- Badge of the Pakistan Navy
- IATA: none; ICAO: none;

Summary
- Airport type: Military: Naval Air Station
- Owner: Ministry of Defence
- Operator: Pakistan Navy
- Serves: Pasni
- Location: Pasni, Balochistan, Pakistan
- In use: 1988–present
- Occupants: Naval Air Arm
- Coordinates: 25°17′28″N 63°20′41″E﻿ / ﻿25.29111°N 63.34472°E
- Website: PNS Makran
- Interactive map of PNS Makran

= PNS Makran =

Naval air station in Balochistan, Pakistan

Pakistan Navy Station Makran (reporting name: PNS Makran; formerly Coastal Naval Air Station, Pasni) is a naval air station and military airport located in the coastal city of Pasni, Balochistan, Pakistan. It is one of four active Naval Air Arm bases operated by the Pakistan Navy in Balochistan.

== History ==
Construction at the site began in 1986, with a temporary runway completed in 1988. The construction was undertaken by the Corps of Engineers, the Military Engineering Service, and the Naval Engineering Branch of the Pakistan Navy. Previously designated the Coastal Naval Air Station (CNAS), the facility initially housed the Navy's Naval Observer School, followed by the Naval Search and Rescue Squadron.

On 23 October 1988, Chief of Naval Staff Admiral Iftikhar Ahmed Sirohey, who later served as Chairman of the Joint Chiefs of Staff Committee, visited the station.

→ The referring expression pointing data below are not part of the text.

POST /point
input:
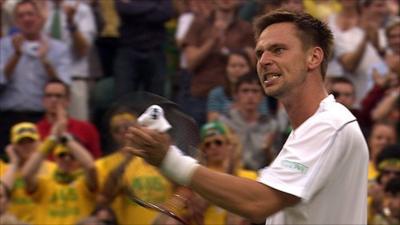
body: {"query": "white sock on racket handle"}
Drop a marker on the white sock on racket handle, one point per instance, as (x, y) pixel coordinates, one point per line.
(178, 167)
(175, 164)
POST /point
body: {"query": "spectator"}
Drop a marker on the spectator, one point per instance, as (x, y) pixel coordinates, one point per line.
(28, 60)
(382, 134)
(140, 62)
(120, 174)
(257, 132)
(69, 194)
(344, 92)
(343, 24)
(206, 45)
(24, 142)
(220, 98)
(7, 24)
(387, 164)
(73, 23)
(7, 182)
(56, 101)
(107, 39)
(218, 151)
(322, 9)
(391, 211)
(359, 48)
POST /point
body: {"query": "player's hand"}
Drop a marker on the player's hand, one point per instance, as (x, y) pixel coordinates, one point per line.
(147, 143)
(12, 155)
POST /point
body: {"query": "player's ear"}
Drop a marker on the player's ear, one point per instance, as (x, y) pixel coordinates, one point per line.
(314, 58)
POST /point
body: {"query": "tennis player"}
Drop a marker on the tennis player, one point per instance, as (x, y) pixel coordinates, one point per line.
(320, 175)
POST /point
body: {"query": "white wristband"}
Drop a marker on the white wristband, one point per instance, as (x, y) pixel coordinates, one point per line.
(178, 167)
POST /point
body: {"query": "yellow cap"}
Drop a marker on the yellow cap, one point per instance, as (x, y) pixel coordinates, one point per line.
(24, 130)
(59, 149)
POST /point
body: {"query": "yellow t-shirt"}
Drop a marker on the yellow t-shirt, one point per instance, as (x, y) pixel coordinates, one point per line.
(21, 204)
(372, 172)
(215, 215)
(145, 181)
(61, 204)
(3, 167)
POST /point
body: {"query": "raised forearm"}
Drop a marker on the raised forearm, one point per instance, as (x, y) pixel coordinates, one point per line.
(80, 45)
(9, 176)
(81, 154)
(244, 197)
(11, 64)
(196, 55)
(113, 184)
(350, 61)
(51, 72)
(385, 106)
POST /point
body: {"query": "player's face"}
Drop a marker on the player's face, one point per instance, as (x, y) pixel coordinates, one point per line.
(237, 66)
(281, 60)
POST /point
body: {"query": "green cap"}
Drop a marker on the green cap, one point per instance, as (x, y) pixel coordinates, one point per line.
(213, 128)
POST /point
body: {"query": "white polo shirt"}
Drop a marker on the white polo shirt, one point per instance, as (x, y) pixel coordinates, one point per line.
(325, 163)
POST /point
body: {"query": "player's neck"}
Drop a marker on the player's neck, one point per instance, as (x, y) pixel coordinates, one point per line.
(303, 106)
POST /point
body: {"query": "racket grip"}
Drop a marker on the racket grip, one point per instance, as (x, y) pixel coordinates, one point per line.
(178, 167)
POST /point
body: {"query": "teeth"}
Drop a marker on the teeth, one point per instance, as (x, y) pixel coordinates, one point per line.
(271, 76)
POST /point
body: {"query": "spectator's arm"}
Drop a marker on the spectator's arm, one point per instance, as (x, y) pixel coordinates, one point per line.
(12, 62)
(85, 159)
(62, 63)
(9, 176)
(351, 60)
(32, 166)
(80, 23)
(94, 142)
(387, 104)
(113, 183)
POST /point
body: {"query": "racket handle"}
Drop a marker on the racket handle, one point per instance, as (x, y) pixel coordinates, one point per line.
(178, 167)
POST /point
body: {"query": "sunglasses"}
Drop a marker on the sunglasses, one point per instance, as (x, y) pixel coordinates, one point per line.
(65, 155)
(54, 95)
(217, 143)
(338, 94)
(26, 129)
(388, 172)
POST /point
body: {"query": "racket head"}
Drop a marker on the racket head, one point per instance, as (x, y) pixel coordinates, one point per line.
(184, 132)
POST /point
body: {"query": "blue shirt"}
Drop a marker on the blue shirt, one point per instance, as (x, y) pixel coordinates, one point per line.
(24, 90)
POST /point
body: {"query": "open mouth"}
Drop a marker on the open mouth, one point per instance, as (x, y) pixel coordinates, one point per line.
(270, 77)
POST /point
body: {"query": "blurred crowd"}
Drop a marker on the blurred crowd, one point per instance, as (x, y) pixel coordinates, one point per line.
(65, 65)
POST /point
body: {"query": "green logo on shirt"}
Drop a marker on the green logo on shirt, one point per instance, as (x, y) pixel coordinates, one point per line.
(294, 166)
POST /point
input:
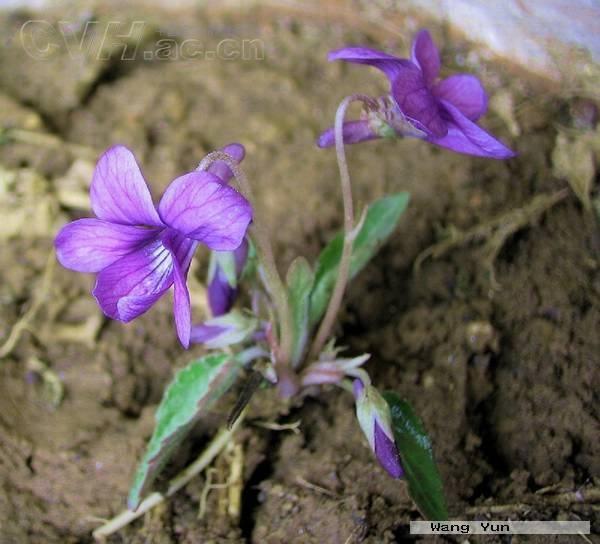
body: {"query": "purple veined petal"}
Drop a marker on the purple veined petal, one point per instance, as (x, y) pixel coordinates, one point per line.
(417, 103)
(391, 66)
(426, 56)
(200, 207)
(465, 92)
(466, 137)
(201, 334)
(220, 294)
(181, 303)
(119, 192)
(387, 453)
(130, 286)
(354, 132)
(220, 168)
(89, 245)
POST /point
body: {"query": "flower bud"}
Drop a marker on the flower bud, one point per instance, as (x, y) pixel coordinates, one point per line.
(374, 417)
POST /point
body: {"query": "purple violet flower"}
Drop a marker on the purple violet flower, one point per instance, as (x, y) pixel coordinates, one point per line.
(443, 112)
(374, 417)
(225, 267)
(138, 250)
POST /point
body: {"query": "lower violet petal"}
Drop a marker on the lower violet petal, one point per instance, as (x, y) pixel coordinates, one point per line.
(130, 286)
(201, 334)
(181, 304)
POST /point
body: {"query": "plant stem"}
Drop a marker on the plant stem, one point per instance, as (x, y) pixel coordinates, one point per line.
(272, 278)
(181, 480)
(335, 301)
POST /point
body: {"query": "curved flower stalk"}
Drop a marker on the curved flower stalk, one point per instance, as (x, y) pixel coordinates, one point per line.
(442, 112)
(139, 250)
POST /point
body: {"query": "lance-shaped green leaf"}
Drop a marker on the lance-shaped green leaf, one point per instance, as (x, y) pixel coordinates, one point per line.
(192, 392)
(413, 443)
(380, 221)
(299, 280)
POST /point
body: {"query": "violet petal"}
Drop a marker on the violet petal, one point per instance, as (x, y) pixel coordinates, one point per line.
(201, 334)
(386, 453)
(417, 103)
(200, 207)
(388, 64)
(464, 136)
(354, 132)
(130, 286)
(221, 295)
(465, 92)
(426, 56)
(220, 168)
(241, 256)
(181, 304)
(119, 193)
(89, 245)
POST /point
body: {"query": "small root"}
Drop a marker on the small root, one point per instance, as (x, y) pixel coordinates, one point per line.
(493, 233)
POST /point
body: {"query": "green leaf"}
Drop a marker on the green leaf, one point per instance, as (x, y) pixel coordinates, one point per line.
(413, 443)
(380, 221)
(300, 279)
(192, 392)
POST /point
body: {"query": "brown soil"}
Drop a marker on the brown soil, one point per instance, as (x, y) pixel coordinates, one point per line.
(505, 379)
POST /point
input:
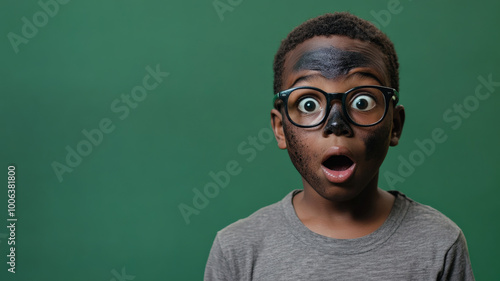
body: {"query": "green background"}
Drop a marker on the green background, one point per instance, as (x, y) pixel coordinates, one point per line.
(118, 209)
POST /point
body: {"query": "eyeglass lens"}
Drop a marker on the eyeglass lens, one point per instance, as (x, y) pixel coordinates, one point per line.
(308, 107)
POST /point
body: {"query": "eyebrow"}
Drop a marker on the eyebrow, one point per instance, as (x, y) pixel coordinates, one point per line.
(362, 74)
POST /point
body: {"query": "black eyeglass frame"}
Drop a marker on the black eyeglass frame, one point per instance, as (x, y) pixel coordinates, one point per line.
(389, 94)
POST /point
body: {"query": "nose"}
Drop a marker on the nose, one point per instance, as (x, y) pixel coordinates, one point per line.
(337, 123)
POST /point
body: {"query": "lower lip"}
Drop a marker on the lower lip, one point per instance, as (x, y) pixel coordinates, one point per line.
(338, 176)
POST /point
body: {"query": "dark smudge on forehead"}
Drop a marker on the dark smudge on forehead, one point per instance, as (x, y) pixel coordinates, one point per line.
(330, 61)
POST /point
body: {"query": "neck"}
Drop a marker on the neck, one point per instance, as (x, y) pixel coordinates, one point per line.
(344, 216)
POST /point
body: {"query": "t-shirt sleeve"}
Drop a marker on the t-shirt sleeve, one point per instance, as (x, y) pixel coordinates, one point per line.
(457, 263)
(217, 268)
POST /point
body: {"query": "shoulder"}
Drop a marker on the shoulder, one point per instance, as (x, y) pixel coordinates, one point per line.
(428, 224)
(251, 232)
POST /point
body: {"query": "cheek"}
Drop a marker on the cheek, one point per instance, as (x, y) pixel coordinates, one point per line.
(301, 155)
(377, 142)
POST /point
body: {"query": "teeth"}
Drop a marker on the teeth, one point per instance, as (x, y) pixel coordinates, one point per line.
(338, 163)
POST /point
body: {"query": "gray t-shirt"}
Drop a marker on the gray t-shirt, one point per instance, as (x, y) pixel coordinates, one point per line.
(416, 242)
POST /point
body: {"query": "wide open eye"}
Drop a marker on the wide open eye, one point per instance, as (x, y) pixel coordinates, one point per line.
(363, 103)
(309, 105)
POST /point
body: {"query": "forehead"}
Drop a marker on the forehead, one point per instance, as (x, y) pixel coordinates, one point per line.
(333, 57)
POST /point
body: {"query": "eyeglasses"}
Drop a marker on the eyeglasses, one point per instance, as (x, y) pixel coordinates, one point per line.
(363, 106)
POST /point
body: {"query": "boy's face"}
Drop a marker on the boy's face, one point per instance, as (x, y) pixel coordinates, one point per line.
(337, 159)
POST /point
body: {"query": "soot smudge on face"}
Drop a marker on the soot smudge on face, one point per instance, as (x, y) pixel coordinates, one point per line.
(330, 61)
(298, 152)
(377, 143)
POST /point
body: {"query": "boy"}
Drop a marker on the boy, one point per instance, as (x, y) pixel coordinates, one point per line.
(336, 113)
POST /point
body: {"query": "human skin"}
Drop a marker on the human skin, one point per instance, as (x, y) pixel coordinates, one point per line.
(353, 206)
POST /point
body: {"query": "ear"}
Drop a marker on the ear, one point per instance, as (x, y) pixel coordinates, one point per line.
(398, 120)
(277, 124)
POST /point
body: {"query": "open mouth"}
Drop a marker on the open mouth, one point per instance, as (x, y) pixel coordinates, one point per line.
(338, 163)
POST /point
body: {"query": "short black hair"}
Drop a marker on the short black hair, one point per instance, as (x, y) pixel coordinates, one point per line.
(343, 24)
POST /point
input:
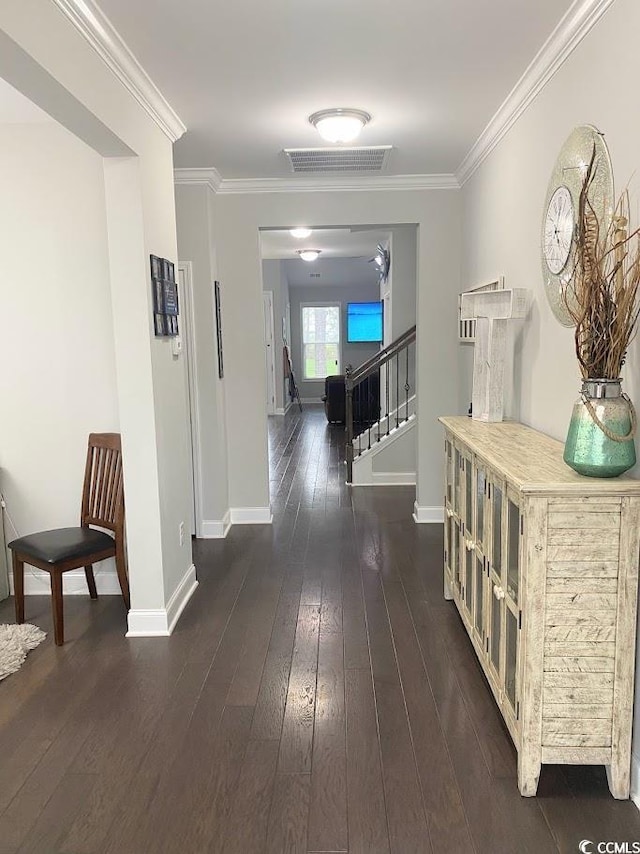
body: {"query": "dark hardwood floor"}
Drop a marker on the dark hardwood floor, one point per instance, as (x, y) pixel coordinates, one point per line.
(318, 695)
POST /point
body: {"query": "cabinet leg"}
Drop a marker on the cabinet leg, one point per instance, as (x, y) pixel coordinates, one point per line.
(619, 779)
(528, 775)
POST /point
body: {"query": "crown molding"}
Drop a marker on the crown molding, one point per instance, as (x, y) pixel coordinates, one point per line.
(329, 184)
(188, 175)
(574, 26)
(96, 28)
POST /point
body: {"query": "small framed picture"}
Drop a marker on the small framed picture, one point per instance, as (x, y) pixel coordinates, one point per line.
(158, 296)
(170, 292)
(156, 267)
(159, 324)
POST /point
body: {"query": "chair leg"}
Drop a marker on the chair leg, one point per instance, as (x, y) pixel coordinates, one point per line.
(56, 601)
(91, 581)
(121, 569)
(18, 587)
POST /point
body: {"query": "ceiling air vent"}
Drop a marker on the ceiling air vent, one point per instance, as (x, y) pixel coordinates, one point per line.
(342, 159)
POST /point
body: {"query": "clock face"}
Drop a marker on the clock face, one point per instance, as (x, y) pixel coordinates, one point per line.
(559, 225)
(561, 208)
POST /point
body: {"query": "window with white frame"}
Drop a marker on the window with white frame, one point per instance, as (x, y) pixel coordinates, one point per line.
(320, 341)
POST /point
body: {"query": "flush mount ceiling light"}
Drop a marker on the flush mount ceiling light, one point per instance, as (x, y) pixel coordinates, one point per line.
(309, 254)
(338, 124)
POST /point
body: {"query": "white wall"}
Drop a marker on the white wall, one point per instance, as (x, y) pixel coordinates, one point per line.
(502, 215)
(194, 222)
(58, 374)
(353, 354)
(44, 56)
(240, 216)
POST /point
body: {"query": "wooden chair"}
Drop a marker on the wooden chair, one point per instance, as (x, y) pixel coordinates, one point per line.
(63, 549)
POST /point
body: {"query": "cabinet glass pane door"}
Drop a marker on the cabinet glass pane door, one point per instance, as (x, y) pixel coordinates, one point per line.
(496, 538)
(480, 496)
(496, 632)
(512, 658)
(454, 545)
(468, 495)
(448, 474)
(468, 578)
(478, 597)
(513, 549)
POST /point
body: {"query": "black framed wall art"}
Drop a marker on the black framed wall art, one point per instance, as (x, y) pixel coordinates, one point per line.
(218, 310)
(164, 291)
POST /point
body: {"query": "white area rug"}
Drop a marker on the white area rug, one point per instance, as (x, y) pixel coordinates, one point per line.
(15, 643)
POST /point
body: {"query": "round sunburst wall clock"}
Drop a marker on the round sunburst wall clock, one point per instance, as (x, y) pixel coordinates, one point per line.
(560, 211)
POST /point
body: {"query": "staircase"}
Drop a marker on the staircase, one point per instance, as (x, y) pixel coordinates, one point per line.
(380, 416)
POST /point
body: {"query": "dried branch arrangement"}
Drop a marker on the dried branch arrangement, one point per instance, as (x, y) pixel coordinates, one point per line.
(606, 278)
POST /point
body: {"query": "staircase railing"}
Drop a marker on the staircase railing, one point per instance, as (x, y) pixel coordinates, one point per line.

In 2003, the base was connected to Makran Coastal Highway (National Highway 10), which connects Karachi to Gwadar near the Iran–Pakistan border.

== Current operations ==
PNS Makran supports naval air operations and maritime reconnaissance in Balochistan. Aircraft deployed from PNS Mehran have operated from the station in support of humanitarian relief operations in the region.